Third month to Birth – the fetal period Maturation of tissues and organs. In contrast to preceding months in which the head presented the region of greatest growth, the remainder of the body accelerates it’s growth. At three months:

  1. The face becomes more human as the eyes move to the ventral aspect and the ears come to lie laterally.
  2. Limbs attain relative lengths as compared to rest of body.
  3. Ossification centers appear and
  4. External genitalia are such that the gender can be identified.

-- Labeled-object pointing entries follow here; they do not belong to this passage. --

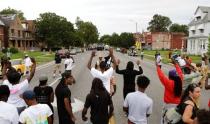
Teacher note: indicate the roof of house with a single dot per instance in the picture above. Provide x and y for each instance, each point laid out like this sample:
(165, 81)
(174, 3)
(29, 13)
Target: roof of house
(204, 9)
(7, 18)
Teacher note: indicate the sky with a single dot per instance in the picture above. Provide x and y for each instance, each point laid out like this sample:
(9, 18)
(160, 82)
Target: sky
(110, 16)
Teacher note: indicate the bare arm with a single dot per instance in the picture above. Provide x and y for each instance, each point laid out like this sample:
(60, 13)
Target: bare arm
(52, 97)
(188, 114)
(113, 57)
(84, 112)
(207, 86)
(33, 68)
(4, 71)
(49, 119)
(68, 107)
(90, 60)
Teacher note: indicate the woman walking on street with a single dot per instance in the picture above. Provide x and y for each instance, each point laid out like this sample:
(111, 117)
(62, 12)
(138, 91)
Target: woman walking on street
(129, 75)
(173, 88)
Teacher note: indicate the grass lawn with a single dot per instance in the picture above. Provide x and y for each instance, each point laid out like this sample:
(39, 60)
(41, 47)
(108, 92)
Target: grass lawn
(40, 57)
(164, 54)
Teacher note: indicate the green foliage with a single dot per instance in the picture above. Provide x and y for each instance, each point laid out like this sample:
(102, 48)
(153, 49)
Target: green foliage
(179, 28)
(54, 30)
(209, 47)
(124, 40)
(4, 50)
(159, 23)
(87, 32)
(13, 11)
(14, 50)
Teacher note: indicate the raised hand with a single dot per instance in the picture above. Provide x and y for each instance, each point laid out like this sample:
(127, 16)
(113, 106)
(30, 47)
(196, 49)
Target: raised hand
(138, 62)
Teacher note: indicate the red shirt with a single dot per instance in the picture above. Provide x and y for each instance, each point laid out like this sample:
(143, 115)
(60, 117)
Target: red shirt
(168, 84)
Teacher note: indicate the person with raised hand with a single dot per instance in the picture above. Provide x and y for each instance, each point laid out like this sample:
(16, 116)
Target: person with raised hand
(104, 74)
(12, 80)
(129, 75)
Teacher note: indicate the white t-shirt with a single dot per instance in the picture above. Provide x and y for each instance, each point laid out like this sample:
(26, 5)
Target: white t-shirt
(139, 105)
(15, 92)
(105, 77)
(36, 114)
(27, 61)
(69, 63)
(8, 113)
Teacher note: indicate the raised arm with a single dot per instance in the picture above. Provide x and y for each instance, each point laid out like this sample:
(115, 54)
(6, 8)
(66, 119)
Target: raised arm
(111, 53)
(163, 79)
(207, 86)
(90, 60)
(140, 69)
(33, 69)
(117, 68)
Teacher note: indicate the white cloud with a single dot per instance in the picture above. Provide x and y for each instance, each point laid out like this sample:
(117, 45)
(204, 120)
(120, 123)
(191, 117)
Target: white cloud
(110, 15)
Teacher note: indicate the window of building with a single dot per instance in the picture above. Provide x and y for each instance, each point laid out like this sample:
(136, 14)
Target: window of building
(193, 31)
(12, 32)
(198, 18)
(18, 43)
(201, 30)
(18, 33)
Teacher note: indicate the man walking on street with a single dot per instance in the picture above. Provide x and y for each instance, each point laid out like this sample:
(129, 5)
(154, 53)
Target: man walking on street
(138, 104)
(103, 74)
(57, 64)
(63, 95)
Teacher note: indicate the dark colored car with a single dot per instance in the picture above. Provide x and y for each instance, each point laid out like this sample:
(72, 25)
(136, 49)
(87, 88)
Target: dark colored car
(100, 47)
(63, 53)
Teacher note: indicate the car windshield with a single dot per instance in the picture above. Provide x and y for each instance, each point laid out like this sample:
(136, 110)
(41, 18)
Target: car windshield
(16, 62)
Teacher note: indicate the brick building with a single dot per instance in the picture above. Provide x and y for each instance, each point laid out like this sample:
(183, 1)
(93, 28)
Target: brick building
(18, 34)
(164, 40)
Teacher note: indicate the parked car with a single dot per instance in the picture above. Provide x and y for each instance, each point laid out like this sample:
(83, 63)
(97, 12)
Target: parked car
(63, 53)
(73, 52)
(100, 47)
(118, 49)
(132, 51)
(18, 65)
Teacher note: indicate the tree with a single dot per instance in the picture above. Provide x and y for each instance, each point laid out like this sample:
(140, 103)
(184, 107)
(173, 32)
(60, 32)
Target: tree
(126, 40)
(54, 30)
(179, 28)
(13, 11)
(209, 47)
(106, 39)
(87, 31)
(159, 23)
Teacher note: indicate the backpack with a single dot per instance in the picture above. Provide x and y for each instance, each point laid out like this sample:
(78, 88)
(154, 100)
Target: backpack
(172, 116)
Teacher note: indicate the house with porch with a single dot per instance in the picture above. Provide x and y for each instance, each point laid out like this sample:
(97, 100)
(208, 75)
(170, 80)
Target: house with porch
(199, 31)
(18, 33)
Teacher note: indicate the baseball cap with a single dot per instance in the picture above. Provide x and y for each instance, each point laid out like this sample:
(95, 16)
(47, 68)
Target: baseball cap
(29, 95)
(43, 78)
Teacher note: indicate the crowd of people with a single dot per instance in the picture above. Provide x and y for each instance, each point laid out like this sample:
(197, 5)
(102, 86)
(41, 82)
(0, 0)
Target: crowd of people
(182, 90)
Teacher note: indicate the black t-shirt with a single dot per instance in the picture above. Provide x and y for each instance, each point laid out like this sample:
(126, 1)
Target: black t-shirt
(61, 92)
(99, 107)
(129, 77)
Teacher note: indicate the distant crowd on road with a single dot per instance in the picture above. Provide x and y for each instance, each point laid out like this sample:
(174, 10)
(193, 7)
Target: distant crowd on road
(181, 102)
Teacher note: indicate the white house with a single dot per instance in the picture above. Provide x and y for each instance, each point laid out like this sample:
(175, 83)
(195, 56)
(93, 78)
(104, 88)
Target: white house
(199, 31)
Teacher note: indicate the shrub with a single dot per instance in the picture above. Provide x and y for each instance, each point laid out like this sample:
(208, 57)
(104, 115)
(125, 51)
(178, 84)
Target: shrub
(14, 50)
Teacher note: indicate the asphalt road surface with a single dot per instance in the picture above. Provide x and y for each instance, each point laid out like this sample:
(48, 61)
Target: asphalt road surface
(84, 79)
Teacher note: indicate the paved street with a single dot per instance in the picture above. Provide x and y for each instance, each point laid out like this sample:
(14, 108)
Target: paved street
(84, 79)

  5. The intestine, which had herniated into the umbilical cord has returned to the abdominal cavity after the 12th^ week. During the 4 th and 5 th months the fetus lengthens but does not increase its weight substantially, attaining 500gm by the end of the 5 th month, at which time fetal movements are perceived by the mother. During the 2 nd half, fetal weight increases with the majority of weight gain during the last 2.5 months when the fetus gains 50% of its full-term weight. Several congenital anomalies are associated with intrauterine growth restriction and the tendency to preterm delivery. Preterm delivery of an infant with congenital anomalies is further complicated by the immature respiratory and nervous systems, which have not yet established coordination. At the end of the 9th^ month the skull has the largest circumference of all body parts, a fact taken into account when considering the delivery of infants with tumors, or those with abdominal wall defects. Fetal membranes and placenta The trophoblast has villi anchored in the mesoderm of the chorionic plate and that are attached peripherally to the maternal deciduas via the outer cytotrophoblast shell. These villous stems branch and ultimately the fetal and maternal circulations come in close proximity as cytotrophoblastic cells and connective tissue cells disappear. As the pregnancy advances the villi on the embryonic pole proliferate a forming the chorion frondosum while those at the opposite pole deteriorate and form the chorion leave (smooth). The decidua is the functional layer of the endometrium which is shed during parturition. The decidua over the chorion frondosum, the decidua basalis is rich in lipid and glycogen containing cells whereas the deciduas capsularis at the abembryonic pole degenerates allowing the chorion leave to come in contact and to fuse with the uterine wall (decidua parietalis) on the opposite side of the uterus, thereby obliterating the uterine lumen. Therefore the functional components of the placenta are the chorion frondosum and the decidua basalis. Fusion of the amnion and chorion to form the amnio-chorionic membrane obliterates the chorionic cavity. It is this membrane that ruptures during labor releasing the amniotic fluid.